Matt liegt mit Stöpseln in den Ohren bäuchlings auf meinem Bett und beschäftigt sich mit meinem iPod. Er grinst, wirft den Kopf rhythmisch in die Luft, und seine blonden Locken fliegen im Takt der Musik, die nur er hören kann. «Im nächsten Leben werde ich Rockstar!», ruft er.
Ich reiße ihm die Kopfhörer aus den Ohren. «Pst! Soll die ganze Welt dich hören?»
Er schürzt die Lippen und macht große Augen. «Ups!»
Ich lächele, als mir aufgeht, was er gesagt hat. «In deinem nächsten Leben?»
«Ja.»
«Du bekommst noch ein Leben?» Ich setze mich zu ihm aufs Bett.
«Nein. Jedenfalls nicht im wortwörtlichen Sinne. Aber wenn ich mit meinem Auftritt als Schutzengel durch bin, gründe ich eine Rockband.»
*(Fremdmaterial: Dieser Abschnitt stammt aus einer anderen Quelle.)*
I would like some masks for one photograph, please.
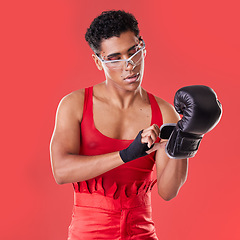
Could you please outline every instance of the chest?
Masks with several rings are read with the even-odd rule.
[[[93,100],[95,128],[103,135],[116,139],[134,139],[152,121],[150,103],[136,104],[128,109],[113,107],[107,102]]]

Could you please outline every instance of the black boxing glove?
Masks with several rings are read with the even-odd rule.
[[[174,107],[183,117],[174,127],[166,145],[170,158],[194,157],[205,133],[219,122],[222,106],[216,93],[204,85],[179,89],[174,97]]]
[[[142,134],[143,130],[141,130],[134,141],[126,148],[119,152],[121,159],[123,162],[130,162],[134,159],[146,156],[149,149],[153,147],[153,145],[149,148],[147,143],[142,143]]]

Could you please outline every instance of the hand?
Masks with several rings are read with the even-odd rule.
[[[153,124],[149,128],[146,128],[142,132],[142,143],[147,143],[148,147],[150,148],[153,143],[157,140],[160,134],[160,129],[156,124]]]
[[[147,154],[150,154],[151,152],[154,152],[161,147],[165,147],[166,143],[165,144],[163,142],[155,143],[159,134],[160,134],[160,129],[156,124],[153,124],[149,128],[146,128],[143,130],[141,142],[147,143],[147,146],[151,148],[148,151],[146,151]]]

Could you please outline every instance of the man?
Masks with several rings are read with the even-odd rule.
[[[74,186],[68,239],[158,239],[154,164],[166,201],[177,196],[188,170],[187,158],[165,153],[159,127],[180,117],[141,87],[146,48],[132,14],[103,12],[85,37],[106,80],[60,101],[50,146],[56,182]]]

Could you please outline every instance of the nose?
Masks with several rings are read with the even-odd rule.
[[[136,65],[131,59],[126,61],[126,70],[133,70],[135,67]]]

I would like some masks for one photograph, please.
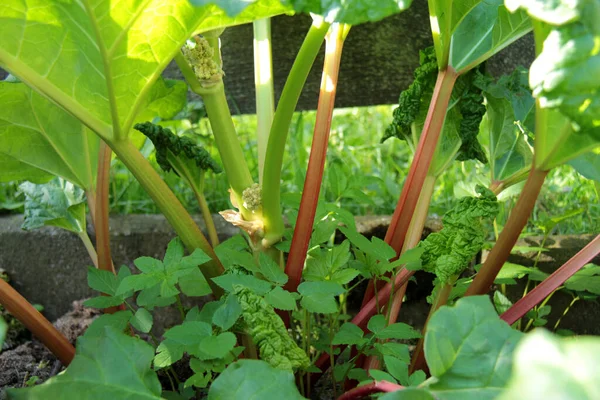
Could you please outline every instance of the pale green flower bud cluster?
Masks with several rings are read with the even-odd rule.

«Im Himmel gibt’s Rockbands?» Ich versuche, mir das vorzustellen. «Das klingt aber nicht nach dem ‹Chor der Engel›, von dem sie in der Kirche immer reden.»
Er schnaubt. «Keine Chöre.»
«Dann geht der himmlische Refrain eher wie ‹Highway to Hell›?» Ich lache und überlege, wie Pater O’Donnell diese Nachricht wohl aufnehmen würde. Als ich den Blick wieder auf Matt richte, grinst er. «Was?»
«Weißt du noch, wie wir Maggie mal an die Nachbarn verkaufen wollten?», fragt er.
Und ob ich mich erinnere!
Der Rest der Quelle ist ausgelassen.